Personally, however, I think missionaries get a bad rap. Historically, they have traveled to strange, exotic lands. They’ve risked life and limb and dengue fever in places where the savages might either embrace The Good News, or cook them in a pot, turning their shanks and flanks into tribal small-plates. This doesn’t sound like a terribly boring lifestyle to me.
The very term “missionary position” has gone by other names. While the Tuscans used to call it the “angelic position,” saltier iterations existed, too.
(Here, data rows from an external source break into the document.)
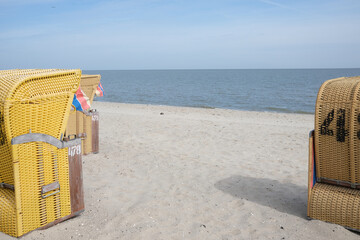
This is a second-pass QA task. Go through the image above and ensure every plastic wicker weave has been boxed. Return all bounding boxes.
[315,77,360,184]
[308,77,360,230]
[309,183,360,229]
[80,74,101,104]
[0,69,81,237]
Shakespeare, in Othello, called it “the beast with two backs,” while some Arab cultures christened it “the manner of serpents.” (I’ll take their word for it, since I’ve never witnessed snakes copulating, except for snippets of the Kim Kardashian sex tape, and it was hard to tell what was going on there with all the shaky camera work.)
The more recent coinage of “missionary position” is attributed to sexologist Alfred Kinsey. Who, according to my research elves at Wikipedia, had some fairly adventurous sex habits of his own. In order to punish himself for his homoerotic stirrings, he was known to insert everything from pipe cleaners to pencils to toothbrushes into his urethra. When those no longer cut it, he ultimately circumcised himself without anesthesia. His “research” also included filming co-workers performing sex acts in his attic. He had one of the world’s largest international porn collections. And he didn’t mind interviewing pedophiles to collect data on child sexuality.
I guess what I’m driving at is if Kinsey thought the missionary position vanilla enough to call it “the missionary position,” then maybe the missionary position is a good thing. I don’t begrudge any position that brings two consenting adults pleasure—from The Snorting Wildebeest to the Flying Wallenda. But give me the good old-fashioned missionary position any day over a guy having sex with his toothbrush.
Dear Matt,
I am infatuated with the actress Holly Taylor from The Americans. One might even say in love. To be sure, Miss Taylor is of legal age, 19 years old. But she plays a 15 year old on the hit FX series. So is it wrong for me to have a thing for her?
Yours Truly,
Conflicted
I have not watched The Americans. For the uninitiated, it is a series about undercover Russian spies passing themselves off as Americans in the United States—a plotline that we now just call “the Trump administration.”
My initial verdict is that you’re okay. Better that Holly Taylor is a 19 year old playing a 15 year old, than a 15 year old playing a 19 year old. If it were the latter, I’d be compelled under faux-advice columnist protocol to report you to the authorities. However, not being familiar with the show, I just Googled up Miss Taylor, and she appears to be a 19 year old playing a 12 year old. She’s very young-looking. Which makes you kind of creepy.
As a professional student of human behavior, I assume, from the tone of your letter, that you’re a middle-aged man, or thereabouts. I suggest crushing on actresses closer to your own age. In the very same show stars the eternally appealing Keri Russell, who plays Holly’s mother. She is presently 40 years old. I’ve had a crush on her since she starred in Felicity, the ’90s-era show in which Russell, then around 22 years old, played a 17 year old, at a time when I was 28 years old. Thus proving my moral superiority—I’m no pervy weirdo like you and Alfred Kinsey.